Du côté des familles aussi, la période a été particulièrement délicate. Beaucoup ont dû, dans l’urgence, faire face à un choix impossible : laisser la personne handicapée dans sa structure d’hébergement, sans possibilité de visites pendant de longues semaines, ou la garder à la maison, 24h sur 24h, et s’en occuper seul. Avec toutes les difficultés et la charge de travail supplémentaire que cette deuxième « option » a pu occasionner. Pour les parents, il a en effet fallu se débrouiller sans aides ménagères ou aides-soignantes, tout en jonglant tant bien que mal avec les impératifs du télétravail… Un double job épuisant ; le GAMP a d’ailleurs mené une campagne de sensibilisation intitulée « Je craque » et a récolté de nombreux témoignages de parents épuisés et désemparés après deux mois de confinement.

Dans son rapport, Unia relève le manque de soutien aux familles et estime que certaines formes de soins, d’aides ménagères ou psychologiques auraient dû être maintenues ou prévues. Pour Unia, les travailleurs concernés « auraient pu bénéficier plus facilement d’un congé pour s’occuper à la maison d’une personne qui en avait besoin. La garde d’enfant aussi aurait dû être facilitée ».

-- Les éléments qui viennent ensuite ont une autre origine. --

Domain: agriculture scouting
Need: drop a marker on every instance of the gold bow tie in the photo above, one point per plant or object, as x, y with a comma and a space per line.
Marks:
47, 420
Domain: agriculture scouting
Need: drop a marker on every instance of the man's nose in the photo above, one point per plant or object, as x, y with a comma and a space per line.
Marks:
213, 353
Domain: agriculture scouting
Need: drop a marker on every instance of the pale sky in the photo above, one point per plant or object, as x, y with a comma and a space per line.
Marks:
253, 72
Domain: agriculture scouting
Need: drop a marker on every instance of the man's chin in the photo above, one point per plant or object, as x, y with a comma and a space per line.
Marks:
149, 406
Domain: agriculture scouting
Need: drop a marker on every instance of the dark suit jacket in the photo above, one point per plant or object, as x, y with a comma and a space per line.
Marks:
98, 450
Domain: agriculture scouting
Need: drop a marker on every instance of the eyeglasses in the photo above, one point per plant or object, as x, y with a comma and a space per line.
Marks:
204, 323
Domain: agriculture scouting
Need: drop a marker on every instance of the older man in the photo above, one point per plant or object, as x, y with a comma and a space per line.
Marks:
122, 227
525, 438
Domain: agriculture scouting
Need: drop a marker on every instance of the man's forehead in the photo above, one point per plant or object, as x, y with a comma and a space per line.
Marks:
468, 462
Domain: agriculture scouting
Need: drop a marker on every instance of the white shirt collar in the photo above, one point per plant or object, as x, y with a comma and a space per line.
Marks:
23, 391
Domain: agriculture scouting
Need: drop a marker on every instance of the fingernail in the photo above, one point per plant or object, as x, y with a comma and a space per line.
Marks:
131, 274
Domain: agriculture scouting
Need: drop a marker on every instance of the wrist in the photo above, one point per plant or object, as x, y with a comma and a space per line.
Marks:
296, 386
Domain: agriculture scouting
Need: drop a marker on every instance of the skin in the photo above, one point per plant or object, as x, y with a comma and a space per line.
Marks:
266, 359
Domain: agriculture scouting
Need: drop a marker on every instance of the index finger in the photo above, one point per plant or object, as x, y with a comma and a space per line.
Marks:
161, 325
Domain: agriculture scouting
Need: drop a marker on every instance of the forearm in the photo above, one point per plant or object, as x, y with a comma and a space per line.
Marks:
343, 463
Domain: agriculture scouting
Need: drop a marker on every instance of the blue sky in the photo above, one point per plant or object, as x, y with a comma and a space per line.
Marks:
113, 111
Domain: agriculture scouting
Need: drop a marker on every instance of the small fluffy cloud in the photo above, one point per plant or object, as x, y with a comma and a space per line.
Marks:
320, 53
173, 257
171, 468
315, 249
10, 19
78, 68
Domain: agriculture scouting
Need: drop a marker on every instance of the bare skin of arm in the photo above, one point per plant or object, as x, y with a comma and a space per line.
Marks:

Des solutions structurelles

À Bruxelles, le gouvernement Vervoort a tenté de répondre à la situation. En urgence, deux millions d’euros ont été débloqués, afin de créer 20 places de répit (des structures qui accueillent temporairement les personnes handicapées de grande dépendance pour que leurs proches puissent souffler et reprendre un peu de forces). Vingt autres places pour des personnes handicapées souffrant d’un trouble du comportement seront également mises sur pied. « C’est une bonne chose, juge Cinzia Agoni. On ne va pas cracher dans la soupe. Mais c’est comme appliquer un petit sparadrap sur une blessure très profonde». Cela risque en effet d’être insuffisant pour que la Belgique soit en adéquation avec ses obligations européennes. Car, comme le rappelle la porte-parole du GAMP, le Comité européen des droits sociaux (institution qui fait partie du Conseil de l’Europe) a condamné l’État belge pour le manque de places d’hébergement et de solutions d’accueil pour les personnes handicapées de grande dépendance en 2013.

Selon Cinzia Agoni, le secteur manque toujours de solutions structurelles. « Cela fait des années que nos revendications au GAMP sont les mêmes : il faut plus de budgets consacrés au handicap. Bien sûr, on nous dit que c’est pareil pour tous les secteurs, il manque de l’argent partout. Après, c’est une question de priorités. Et puis, il y a des pistes à explorer. Pourquoi ne pas prétendre, pour les personnes handicapées susceptibles de s’inclure davantage dans la société, à des fonds européens dédiés ? Ça permettrait de transférer des budgets disponibles et de les utiliser autrement, à destination, par exemple, des personnes lourdement handicapées, qui ne sont pas en mesure de s’intégrer sur le marché du travail. Des solutions existent, conclut-elle. C’est avant tout une question de choix politiques ».